CodeForces 1327F - AND Segments
Problem
数位DP:对每一位进行DP然后求积,dp[i]表示最后的0在第$i$位,且前面所有按位与结果为0的区间都满足。
每次DP前预处理两个内容:
- 当前位置是否必须为1;
- 当前位置左边结束的最后一个按位与为0的区间从哪里开始。
从最后那个区间的左端点开始求和即能得到当前位置的值(如果没有这样的区间则dp值+1)。
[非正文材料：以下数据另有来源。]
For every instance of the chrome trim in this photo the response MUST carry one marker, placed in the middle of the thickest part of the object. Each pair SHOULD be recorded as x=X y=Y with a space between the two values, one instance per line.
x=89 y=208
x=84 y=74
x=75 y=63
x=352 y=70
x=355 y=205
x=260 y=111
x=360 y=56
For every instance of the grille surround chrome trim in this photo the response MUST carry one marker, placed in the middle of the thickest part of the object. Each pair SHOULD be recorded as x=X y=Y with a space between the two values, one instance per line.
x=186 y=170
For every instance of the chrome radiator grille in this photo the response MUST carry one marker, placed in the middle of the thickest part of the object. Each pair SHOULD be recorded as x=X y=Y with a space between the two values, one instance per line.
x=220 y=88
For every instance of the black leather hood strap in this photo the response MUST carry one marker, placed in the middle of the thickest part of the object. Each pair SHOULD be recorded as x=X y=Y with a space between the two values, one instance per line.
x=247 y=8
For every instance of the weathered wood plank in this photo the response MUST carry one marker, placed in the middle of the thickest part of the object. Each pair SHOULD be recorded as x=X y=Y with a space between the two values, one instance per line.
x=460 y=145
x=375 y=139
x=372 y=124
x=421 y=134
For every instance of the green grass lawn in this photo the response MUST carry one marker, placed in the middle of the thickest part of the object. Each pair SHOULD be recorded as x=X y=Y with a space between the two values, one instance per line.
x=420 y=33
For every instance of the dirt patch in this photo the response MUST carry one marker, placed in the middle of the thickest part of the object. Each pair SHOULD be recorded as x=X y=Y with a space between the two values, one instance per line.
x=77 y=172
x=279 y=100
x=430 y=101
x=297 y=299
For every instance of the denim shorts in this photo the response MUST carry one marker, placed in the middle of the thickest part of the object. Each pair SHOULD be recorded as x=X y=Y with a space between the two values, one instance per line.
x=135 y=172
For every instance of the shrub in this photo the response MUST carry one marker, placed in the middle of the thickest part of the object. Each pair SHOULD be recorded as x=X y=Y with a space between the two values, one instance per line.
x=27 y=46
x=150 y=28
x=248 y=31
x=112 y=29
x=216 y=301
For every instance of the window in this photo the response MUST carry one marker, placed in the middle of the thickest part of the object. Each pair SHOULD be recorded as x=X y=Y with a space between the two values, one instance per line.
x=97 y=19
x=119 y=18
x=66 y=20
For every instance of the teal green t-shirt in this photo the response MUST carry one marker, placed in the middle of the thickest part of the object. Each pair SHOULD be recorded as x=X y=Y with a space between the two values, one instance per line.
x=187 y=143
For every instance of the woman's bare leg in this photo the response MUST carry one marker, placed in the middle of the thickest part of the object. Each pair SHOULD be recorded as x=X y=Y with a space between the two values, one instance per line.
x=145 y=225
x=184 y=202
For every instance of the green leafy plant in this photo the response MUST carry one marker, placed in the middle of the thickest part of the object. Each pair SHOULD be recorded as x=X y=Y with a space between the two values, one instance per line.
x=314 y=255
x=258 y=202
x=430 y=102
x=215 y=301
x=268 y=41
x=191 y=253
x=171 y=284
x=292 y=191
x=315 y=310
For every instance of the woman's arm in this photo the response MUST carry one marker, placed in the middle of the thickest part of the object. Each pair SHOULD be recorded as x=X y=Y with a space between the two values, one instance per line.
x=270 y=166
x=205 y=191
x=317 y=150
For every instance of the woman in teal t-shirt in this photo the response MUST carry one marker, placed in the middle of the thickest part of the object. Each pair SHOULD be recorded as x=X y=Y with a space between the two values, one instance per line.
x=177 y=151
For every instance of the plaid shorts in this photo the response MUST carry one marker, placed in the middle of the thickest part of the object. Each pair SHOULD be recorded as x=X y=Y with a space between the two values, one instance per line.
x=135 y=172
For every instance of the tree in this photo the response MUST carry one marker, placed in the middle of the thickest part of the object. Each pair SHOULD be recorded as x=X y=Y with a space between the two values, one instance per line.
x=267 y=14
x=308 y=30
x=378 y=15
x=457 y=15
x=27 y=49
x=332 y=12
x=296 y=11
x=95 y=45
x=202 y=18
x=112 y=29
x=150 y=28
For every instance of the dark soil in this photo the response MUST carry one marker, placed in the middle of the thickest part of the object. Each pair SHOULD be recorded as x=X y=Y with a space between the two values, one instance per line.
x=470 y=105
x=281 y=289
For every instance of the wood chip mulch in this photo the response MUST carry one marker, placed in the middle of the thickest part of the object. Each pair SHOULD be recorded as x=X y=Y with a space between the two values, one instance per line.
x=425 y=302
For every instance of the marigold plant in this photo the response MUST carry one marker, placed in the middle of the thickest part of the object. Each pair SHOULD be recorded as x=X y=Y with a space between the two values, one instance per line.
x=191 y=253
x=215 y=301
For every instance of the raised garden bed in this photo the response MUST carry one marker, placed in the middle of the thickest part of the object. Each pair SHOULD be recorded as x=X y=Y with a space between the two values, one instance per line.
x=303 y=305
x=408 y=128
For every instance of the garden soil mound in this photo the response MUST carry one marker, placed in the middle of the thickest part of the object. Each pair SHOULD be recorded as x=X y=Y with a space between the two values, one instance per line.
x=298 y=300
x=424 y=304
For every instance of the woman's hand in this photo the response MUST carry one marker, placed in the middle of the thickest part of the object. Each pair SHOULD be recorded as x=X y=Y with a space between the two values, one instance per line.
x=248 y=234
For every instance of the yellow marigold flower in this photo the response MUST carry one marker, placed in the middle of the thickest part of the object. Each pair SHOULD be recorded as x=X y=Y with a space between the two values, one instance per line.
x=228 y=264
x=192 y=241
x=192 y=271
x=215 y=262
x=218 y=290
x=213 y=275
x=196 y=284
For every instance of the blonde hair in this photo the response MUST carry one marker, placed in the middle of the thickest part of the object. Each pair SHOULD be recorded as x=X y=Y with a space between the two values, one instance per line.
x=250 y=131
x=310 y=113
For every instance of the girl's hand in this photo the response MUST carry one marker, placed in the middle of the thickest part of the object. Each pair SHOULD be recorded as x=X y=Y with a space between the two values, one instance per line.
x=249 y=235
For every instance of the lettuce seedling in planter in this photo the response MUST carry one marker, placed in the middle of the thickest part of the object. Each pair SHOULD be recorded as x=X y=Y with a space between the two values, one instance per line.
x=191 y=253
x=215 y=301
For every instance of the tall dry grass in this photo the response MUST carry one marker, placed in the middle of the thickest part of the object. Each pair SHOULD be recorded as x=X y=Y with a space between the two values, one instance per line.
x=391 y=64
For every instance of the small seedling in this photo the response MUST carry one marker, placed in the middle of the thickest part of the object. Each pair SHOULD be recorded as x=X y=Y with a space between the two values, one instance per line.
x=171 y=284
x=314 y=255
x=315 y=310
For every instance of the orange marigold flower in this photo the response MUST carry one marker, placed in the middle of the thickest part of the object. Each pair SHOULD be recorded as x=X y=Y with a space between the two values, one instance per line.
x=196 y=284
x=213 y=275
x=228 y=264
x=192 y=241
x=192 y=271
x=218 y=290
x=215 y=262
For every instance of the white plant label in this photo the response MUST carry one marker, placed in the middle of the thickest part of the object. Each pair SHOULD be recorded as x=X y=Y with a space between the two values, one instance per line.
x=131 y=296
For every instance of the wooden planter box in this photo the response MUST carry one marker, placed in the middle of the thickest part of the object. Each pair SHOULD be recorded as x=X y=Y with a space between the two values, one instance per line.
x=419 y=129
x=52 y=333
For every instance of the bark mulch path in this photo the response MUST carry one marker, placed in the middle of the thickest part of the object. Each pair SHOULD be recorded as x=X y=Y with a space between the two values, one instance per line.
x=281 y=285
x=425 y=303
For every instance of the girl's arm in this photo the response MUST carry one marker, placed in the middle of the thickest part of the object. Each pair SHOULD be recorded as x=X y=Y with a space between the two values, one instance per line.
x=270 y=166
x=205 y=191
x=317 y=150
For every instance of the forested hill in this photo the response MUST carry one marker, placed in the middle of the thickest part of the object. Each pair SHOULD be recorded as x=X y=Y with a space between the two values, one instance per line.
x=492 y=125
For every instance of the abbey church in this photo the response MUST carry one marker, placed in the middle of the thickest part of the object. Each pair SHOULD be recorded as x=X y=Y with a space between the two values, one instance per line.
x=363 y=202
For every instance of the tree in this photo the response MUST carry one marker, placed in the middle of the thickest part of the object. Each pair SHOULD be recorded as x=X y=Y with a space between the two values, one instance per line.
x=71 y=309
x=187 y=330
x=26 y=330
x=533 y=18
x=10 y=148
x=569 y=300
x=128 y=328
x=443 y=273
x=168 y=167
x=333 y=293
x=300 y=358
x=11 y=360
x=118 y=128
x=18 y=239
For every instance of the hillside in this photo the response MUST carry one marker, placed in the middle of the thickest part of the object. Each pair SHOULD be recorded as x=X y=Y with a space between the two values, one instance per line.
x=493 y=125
由于求和太多,需要再用个前缀和。
Solution
#include <iostream>
#include <cstring>
using namespace std;
const long long mod = 998244353;
int n = 0, k = 0, m = 0;
pair<pair<int, int>, unsigned> seg[500005] = {};
int pre[500005] = {};
int one[500005] = {};
long long dp[500005] = {};
long long solve(unsigned bit) {
memset(pre, 0, sizeof(pre));
memset(one, 0, sizeof(one));
memset(dp, 0, sizeof(dp));
unsigned mask = 1U << bit;
for (int s = 0; s < m; ++s) {
int l = seg[s].first.first;
int r = seg[s].first.second;
if (seg[s].second & mask) {
++one[l], --one[r + 1];
} else {
pre[r + 1] = max(pre[r + 1], l);
}
}
int left = 0, count = 0;
for (int i = 1; i <= n + 1; ++i) {
long long cur = 0;
count = count + one[i];
left = max(left, pre[i]);
if (count > 0) {
cur = 0;
} else {
if (left == 0) {
cur = dp[i - 1] + 1;
} else {
cur = dp[i - 1] - dp[left - 1];
}
}
dp[i] = (dp[i - 1] + cur) % mod;
}
return (dp[n + 1] - dp[n] + mod) % mod;
}
int main() {
scanf("%d %d %d", &n, &k, &m);
for (int i = 0; i < m; ++i) {
auto &p = seg[i];
scanf("%d %d %u", &p.first.first, &p.first.second, &p.second);
}
long long ans = 1;
for (unsigned bit = 0; bit < k; ++bit) {
ans = (ans * solve(bit)) % mod;
}
printf("%lld\n", ans);
return 0;
}
<EOF>